2. Pseudo-capacitor storage mechanism
Pseudocapacitors, also known as Faraday quasi-capacitors, are two-dimensional or quasi-two-dimensional spaces in the electrode surface or bulk phase, where electroactive substances undergo underpotential deposition, and highly reversible chemical adsorption, desorption or oxidation, and reduction reactions occur. Capacitance related to electrode charging potential. It is the main mechanism for energy storage of metal oxides, metal carbides, and conductive polymer supercapacitors. Although these reactions are very similar to those in batteries, both charges pass through the electric double layer capacitor, the difference is that the formation of pseudocapacitors is more Is caused by special thermodynamic behavior. The cyclic voltammetry curve and constant current discharge curve of the pseudocapacitor are similar to the electric double layer capacitor. Unlike the electric double layer capacitor, the pseudo-capacitor has a higher energy density, but is limited by the electrochemical reaction kinetics and the irreversibility of the reaction, resulting in the pseudo-capacitor’s charge and discharge power and cycle life are smaller than the electric double-layer capacitor. It should be pointed out that due to the presence of active functional groups, most supercapacitor electrodes have pseudocapacitances. For example, the electrochemical response of electric double layer capacitors composed of nanomaterials such as graphene is mainly caused by redox caused by defects in carbon materials. The reaction forms.
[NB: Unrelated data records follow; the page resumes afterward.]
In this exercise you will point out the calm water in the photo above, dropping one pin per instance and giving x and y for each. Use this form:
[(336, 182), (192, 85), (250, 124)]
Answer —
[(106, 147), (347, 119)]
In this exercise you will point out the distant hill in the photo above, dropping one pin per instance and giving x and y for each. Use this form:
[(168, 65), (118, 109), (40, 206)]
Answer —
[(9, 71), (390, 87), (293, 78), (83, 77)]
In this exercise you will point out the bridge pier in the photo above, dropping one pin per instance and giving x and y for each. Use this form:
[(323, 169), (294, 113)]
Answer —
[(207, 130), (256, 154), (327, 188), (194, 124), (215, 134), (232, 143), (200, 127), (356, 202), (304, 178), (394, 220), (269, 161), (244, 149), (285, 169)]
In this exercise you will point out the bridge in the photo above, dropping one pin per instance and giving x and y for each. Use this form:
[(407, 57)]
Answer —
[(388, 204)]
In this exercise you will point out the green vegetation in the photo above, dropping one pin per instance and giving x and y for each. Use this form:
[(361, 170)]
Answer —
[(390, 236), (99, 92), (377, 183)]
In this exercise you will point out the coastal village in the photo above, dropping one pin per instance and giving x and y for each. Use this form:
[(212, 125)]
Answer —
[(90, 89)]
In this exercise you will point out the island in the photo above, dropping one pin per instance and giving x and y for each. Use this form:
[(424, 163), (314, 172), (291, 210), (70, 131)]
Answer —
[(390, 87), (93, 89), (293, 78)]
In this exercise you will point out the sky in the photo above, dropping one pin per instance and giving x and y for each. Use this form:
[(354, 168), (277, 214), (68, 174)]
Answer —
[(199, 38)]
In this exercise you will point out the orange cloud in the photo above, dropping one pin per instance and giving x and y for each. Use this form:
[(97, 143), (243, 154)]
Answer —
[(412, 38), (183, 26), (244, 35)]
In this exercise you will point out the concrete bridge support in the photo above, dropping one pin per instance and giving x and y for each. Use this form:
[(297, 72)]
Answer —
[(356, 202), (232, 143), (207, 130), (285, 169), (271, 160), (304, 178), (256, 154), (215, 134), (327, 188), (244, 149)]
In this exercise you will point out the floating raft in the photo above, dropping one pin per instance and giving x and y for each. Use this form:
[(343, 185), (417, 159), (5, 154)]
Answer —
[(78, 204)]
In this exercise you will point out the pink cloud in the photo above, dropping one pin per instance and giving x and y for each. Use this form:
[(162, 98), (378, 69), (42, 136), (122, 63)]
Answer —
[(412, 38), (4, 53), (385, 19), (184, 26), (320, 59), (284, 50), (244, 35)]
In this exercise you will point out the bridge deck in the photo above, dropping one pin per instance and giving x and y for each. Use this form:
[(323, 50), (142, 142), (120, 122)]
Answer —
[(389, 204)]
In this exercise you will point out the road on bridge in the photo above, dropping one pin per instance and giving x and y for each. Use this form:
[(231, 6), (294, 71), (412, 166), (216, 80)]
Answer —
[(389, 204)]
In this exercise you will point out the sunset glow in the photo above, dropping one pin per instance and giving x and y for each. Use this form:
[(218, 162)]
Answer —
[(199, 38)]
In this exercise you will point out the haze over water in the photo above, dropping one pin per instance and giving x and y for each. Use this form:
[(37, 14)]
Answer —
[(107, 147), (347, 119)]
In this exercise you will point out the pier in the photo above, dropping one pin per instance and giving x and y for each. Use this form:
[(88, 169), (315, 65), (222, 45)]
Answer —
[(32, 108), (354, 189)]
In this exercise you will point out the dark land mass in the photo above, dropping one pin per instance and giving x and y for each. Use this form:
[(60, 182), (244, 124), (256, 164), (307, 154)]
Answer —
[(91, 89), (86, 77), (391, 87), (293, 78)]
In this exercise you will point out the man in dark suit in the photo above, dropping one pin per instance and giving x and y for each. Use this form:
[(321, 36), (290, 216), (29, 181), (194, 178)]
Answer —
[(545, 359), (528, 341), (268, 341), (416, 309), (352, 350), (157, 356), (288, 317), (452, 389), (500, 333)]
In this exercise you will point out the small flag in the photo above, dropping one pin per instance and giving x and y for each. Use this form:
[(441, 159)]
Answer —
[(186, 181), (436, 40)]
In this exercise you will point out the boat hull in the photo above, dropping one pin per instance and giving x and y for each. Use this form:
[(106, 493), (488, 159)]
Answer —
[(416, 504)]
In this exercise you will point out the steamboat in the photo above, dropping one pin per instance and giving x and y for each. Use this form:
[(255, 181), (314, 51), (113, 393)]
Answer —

3. Faraday reaction storage mechanism
This storage mechanism is mainly based on the redox reaction of metal cations in the electrode, usually accompanied by the redox reaction of metal cations. The extraction and insertion of metal cations in the electrode material phase extraction causes the gain and loss of electrons in the material and then stores energy . It mainly includes two ways of material phase transformation or alloying reaction. When these electrodes are charged and discharged, a plateau voltage will appear, which corresponds to the redox peak voltage in the cyclic voltammogram, as shown in Figure 2(b) and 2(d). Compared with the other two types of capacitors, Faraday capacitors have higher stored energy, which is generally 10-100 times that of electric double layer capacitors.
Some electrode materials that exhibit Faraday effect, such as Ni(OH)2 or similar battery electrode materials, are considered to be pseudo-capacitive materials in many literatures, which confuses readers. Although this type of material has a higher energy storage energy density and is limited by the solid-phase diffusion of the material ions, the high-power charge-discharge performance is far worse than the pseudocapacitor material.